Implementing a Quadtree using cuda

I’m trying to implementing a Quadtree using Cuda. I found a quadtree code sample in CUDA Samples,but it works incorrectly. The code sample builds quadtree with 1024 points data, m_begin and m_end are pointers to the data range begin and end respectively in a quadtree node.

When the quadtree depth level is more than 3 (the first level is quadtree root), code works incorrectly.
There are print all leaf nodes data range when depth is 3, leaf nodes are 16, but many node data range info is missing, bounding box info missing too.

____________m_begin   m_end
data range:  0,        56
data range:  56,      120
data range:  120,     197
data range:  197,     256
data range:  0,       0 
data range:  0,       0 
data range:  0,       0 
data range:  0,       0
data range:  0,       0 
data range:  0,       0
data range:  0,       0 
data range:  0,       0 
data range:  0,       0 
data range:  0,       0 
data range:  0,       0 
data range:  0,       0

I don’t know where the problem is and how to fix it.

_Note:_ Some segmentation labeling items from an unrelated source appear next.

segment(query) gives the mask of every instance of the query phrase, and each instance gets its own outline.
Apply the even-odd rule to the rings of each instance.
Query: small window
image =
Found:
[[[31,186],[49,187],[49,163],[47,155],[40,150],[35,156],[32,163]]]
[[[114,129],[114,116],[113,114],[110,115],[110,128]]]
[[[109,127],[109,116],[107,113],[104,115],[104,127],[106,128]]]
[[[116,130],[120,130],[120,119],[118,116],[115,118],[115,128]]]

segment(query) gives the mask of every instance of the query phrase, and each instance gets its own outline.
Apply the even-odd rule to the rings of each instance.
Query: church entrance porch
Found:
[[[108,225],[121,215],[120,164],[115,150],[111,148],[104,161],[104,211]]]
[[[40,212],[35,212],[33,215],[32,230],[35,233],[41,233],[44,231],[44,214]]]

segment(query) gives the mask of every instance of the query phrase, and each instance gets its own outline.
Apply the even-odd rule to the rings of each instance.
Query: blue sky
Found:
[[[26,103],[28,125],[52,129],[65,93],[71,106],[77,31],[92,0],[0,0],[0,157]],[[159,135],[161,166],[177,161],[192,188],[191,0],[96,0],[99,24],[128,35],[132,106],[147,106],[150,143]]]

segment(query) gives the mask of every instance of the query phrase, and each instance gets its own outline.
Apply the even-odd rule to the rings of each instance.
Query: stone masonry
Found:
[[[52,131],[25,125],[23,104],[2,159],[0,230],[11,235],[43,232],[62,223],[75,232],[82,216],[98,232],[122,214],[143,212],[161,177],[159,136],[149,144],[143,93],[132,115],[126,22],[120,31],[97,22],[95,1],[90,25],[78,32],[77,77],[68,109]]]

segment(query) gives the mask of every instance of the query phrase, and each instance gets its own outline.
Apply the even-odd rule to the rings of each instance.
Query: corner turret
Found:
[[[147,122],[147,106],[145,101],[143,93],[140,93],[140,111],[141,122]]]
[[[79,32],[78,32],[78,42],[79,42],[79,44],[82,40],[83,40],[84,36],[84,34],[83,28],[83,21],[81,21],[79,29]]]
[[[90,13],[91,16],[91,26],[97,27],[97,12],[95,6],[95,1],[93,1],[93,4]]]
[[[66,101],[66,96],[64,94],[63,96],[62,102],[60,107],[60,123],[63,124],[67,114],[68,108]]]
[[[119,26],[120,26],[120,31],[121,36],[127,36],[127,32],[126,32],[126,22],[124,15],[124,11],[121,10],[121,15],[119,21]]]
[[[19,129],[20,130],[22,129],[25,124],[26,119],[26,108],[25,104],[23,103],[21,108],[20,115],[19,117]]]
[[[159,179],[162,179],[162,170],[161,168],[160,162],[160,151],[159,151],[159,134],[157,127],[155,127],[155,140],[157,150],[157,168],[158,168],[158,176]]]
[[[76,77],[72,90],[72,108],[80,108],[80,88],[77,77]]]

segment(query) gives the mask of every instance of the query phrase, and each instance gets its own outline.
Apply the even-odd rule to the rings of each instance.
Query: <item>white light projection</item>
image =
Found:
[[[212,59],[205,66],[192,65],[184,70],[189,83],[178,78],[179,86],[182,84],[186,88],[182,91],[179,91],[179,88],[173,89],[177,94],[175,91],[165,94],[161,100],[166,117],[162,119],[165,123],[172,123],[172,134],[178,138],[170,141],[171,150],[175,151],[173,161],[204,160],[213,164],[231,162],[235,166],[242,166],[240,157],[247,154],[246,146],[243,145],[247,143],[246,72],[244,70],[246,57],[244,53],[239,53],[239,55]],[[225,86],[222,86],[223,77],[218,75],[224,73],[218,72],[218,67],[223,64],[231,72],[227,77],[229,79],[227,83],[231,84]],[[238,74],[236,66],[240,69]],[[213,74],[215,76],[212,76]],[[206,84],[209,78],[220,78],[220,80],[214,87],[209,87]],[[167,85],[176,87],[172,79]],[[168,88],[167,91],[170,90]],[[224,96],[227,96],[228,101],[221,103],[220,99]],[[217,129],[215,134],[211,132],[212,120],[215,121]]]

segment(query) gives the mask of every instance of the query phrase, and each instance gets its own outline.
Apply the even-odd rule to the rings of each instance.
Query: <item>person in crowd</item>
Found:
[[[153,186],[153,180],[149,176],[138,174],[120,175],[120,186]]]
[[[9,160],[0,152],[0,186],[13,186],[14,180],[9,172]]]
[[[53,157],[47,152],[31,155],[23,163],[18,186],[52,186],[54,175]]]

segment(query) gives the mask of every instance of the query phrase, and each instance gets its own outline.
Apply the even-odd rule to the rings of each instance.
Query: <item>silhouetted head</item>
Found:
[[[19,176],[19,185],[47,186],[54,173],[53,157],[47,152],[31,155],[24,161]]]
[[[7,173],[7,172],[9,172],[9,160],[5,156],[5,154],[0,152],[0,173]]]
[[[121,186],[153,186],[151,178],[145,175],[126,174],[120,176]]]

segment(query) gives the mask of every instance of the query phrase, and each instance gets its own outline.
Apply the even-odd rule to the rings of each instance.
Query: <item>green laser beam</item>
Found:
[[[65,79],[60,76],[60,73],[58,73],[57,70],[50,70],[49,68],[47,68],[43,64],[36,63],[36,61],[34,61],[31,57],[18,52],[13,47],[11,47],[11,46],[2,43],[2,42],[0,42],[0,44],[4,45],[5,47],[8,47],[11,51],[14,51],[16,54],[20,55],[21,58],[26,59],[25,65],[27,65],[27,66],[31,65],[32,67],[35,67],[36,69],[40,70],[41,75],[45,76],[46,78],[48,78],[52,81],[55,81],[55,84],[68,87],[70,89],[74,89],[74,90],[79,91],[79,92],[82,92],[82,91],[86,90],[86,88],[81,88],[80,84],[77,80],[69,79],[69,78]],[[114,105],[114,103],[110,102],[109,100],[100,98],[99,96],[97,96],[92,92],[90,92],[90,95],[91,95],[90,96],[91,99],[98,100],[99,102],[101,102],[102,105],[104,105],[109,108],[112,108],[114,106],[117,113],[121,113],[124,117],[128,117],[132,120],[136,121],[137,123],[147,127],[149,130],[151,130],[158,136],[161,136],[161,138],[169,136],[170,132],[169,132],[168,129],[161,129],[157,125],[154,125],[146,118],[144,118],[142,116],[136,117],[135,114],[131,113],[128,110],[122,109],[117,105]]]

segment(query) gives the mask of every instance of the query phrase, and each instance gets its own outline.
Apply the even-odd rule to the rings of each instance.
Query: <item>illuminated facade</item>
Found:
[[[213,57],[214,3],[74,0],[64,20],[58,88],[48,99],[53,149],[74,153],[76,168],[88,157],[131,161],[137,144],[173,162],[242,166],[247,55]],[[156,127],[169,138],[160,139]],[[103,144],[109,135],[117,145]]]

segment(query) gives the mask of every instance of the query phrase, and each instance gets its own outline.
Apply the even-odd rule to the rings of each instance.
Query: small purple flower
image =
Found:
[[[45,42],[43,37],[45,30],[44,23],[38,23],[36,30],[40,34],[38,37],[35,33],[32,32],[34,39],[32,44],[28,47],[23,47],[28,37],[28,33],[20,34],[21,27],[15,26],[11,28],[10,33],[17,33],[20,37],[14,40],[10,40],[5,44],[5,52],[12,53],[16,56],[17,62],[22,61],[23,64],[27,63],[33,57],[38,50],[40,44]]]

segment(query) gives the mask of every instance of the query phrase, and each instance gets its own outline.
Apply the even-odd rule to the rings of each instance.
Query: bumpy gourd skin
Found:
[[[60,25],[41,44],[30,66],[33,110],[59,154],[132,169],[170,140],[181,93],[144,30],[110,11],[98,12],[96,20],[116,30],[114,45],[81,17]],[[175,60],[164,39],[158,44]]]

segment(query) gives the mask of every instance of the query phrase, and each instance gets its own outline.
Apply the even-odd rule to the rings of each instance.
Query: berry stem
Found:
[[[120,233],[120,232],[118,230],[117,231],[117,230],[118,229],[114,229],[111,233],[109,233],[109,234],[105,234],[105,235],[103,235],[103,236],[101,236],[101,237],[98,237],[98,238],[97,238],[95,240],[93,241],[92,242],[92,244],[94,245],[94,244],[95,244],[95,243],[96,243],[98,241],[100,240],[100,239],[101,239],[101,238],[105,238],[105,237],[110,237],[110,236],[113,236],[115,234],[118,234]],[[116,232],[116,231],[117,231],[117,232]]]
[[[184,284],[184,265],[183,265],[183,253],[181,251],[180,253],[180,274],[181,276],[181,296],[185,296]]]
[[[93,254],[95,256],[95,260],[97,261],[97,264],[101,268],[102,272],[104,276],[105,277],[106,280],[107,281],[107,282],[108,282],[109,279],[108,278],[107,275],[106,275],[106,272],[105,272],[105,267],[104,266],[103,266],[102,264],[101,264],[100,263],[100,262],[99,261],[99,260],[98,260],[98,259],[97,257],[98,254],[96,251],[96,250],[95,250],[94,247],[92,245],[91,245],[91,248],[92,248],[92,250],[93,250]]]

Or I missed something or made mistakes?

With the level of detail you’ve given us, you might as well consider hiring a psychic.

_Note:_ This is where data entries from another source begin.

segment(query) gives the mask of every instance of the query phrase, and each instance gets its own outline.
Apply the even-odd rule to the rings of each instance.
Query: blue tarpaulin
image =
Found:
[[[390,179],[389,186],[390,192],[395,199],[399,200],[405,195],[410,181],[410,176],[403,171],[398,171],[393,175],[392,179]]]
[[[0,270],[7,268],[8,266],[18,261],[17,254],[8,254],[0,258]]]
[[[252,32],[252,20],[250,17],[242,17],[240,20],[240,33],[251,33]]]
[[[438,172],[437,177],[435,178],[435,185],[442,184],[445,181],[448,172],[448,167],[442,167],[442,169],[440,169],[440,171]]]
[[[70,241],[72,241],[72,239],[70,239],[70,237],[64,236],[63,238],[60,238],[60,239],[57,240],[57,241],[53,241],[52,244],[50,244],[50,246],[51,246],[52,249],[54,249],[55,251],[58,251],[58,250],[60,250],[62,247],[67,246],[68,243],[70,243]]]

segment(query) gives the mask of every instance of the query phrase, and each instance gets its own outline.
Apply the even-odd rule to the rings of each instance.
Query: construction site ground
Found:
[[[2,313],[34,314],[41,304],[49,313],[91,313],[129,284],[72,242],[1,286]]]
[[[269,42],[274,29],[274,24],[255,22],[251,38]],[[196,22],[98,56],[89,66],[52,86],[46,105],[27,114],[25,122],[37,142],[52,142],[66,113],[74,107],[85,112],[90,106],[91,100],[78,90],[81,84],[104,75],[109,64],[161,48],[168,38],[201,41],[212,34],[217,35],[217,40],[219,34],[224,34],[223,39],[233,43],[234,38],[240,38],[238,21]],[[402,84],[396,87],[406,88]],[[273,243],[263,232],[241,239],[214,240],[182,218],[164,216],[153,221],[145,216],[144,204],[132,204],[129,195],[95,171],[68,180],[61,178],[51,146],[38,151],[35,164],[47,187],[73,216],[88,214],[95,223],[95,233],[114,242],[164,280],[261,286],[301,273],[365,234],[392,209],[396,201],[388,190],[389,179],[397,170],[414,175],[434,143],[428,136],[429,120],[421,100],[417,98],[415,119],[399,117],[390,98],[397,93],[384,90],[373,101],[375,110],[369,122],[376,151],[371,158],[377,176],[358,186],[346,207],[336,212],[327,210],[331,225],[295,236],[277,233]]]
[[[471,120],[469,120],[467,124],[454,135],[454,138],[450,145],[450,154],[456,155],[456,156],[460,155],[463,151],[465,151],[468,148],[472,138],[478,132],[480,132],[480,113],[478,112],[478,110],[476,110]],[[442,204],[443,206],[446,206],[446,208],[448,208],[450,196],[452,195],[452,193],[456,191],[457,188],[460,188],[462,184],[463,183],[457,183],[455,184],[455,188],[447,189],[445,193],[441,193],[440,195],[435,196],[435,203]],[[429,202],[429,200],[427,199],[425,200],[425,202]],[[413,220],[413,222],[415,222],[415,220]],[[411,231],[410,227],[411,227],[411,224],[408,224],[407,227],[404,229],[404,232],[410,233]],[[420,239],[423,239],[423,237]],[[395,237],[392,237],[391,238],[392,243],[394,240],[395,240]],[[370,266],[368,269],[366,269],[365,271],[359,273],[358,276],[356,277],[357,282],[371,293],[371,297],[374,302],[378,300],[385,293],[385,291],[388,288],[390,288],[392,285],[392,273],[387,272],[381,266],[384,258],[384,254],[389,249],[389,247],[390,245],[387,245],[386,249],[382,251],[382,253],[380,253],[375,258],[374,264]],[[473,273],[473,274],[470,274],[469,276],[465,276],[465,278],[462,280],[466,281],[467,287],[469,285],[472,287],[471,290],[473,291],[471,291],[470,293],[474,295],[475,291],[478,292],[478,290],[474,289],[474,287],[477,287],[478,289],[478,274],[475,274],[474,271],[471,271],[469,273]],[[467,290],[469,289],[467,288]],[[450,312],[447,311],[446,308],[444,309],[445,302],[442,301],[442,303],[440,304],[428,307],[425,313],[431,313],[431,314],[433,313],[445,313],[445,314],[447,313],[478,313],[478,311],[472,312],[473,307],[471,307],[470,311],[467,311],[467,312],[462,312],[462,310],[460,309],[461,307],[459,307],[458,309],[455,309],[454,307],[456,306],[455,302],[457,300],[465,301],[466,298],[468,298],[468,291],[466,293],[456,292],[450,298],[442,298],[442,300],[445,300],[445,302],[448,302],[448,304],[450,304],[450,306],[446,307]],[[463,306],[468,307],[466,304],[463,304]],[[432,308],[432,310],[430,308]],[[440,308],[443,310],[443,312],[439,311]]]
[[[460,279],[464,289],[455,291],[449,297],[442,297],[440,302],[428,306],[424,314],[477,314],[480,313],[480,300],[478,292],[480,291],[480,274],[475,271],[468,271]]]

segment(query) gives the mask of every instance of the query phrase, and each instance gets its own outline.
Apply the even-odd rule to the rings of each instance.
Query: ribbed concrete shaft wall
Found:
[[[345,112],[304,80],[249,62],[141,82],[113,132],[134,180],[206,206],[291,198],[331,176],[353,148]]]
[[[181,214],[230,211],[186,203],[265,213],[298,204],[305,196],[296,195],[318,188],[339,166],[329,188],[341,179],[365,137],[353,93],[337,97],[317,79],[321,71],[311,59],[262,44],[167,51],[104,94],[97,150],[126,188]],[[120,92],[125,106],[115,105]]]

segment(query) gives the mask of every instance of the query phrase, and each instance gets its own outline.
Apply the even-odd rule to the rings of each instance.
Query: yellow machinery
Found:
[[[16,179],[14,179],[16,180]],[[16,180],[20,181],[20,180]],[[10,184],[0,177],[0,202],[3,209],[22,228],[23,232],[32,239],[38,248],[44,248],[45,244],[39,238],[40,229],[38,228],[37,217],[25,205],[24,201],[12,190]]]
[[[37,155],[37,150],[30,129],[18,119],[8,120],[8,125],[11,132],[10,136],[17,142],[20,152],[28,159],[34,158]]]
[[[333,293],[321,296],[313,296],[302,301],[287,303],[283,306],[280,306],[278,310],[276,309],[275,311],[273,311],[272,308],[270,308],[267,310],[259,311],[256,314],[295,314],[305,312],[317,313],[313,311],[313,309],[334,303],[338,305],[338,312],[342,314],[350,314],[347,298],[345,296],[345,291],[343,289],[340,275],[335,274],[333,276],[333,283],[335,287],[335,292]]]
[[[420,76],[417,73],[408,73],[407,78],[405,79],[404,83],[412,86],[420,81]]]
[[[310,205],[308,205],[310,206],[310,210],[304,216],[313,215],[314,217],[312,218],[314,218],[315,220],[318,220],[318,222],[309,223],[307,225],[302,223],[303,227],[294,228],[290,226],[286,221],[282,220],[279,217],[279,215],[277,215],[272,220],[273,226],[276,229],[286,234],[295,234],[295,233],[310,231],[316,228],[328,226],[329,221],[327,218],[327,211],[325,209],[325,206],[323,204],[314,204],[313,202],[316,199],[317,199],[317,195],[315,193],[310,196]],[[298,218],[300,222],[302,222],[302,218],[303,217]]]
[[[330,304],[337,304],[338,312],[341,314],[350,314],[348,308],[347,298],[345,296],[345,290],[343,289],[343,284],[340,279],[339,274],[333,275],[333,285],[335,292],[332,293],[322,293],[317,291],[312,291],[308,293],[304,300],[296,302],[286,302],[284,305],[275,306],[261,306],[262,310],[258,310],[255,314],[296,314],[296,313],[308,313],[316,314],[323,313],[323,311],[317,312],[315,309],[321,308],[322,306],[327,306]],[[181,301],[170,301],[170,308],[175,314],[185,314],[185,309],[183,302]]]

Please post code or a full reference as to where to find the code, ideally self contained and complete (so it can be compiled without much effort).

If your code is part of a CUDA sample, please state the toolkit version where this is included. Also the specs of the hardware you are running this on may be important. Which are the compile options you’ve used?

Please post any modified code from the original sample. You may have modified it to get to more than 3 levels deep.


cross posting (has some code):

I ALREADY said "a quadtree code sample in CUDA Samples,but it works incorrectly. "
@cbuchner1 , You really need a psychic.

Dont tell me you can not find CUDA Samples.

The bug comes from the wrong offset in original samples


kudos for trying to up-level the activity. Thanks for trying anyway.

Hopeless case. Tuning out.

@cbuchner1, “talk is cheap, show me your code”. I already clearly said where is the bug and what it is. You even NO run quadtree code sample in UCDA Samples, 在这bb你麻痹啊!!!

I disagree. You did no such thing.

I ran the cdpQuadtree sample code.

It produces output like this:

$ /usr/local/cuda/samples/bin/x86_64/linux/release/cdpQuadtree
GPU Device 0: "Tesla V100-PCIE-32GB" with compute capability 7.0

GPU device Tesla V100-PCIE-32GB has compute capabilities (SM 7.0)
Launching CDP kernel to build the quadtree
Results: OK

I have no idea how to connect it to your observation; you have obviously modified the code, if nothing else to produce this printout:

Sure, I could hunt around in the code, and try and guess where you are printing this out, and wonder whether or not you have made any other changes to the code. If you expect that level of effort from others, when you have put so little effort into writing the question, I think your expectations need to be reset.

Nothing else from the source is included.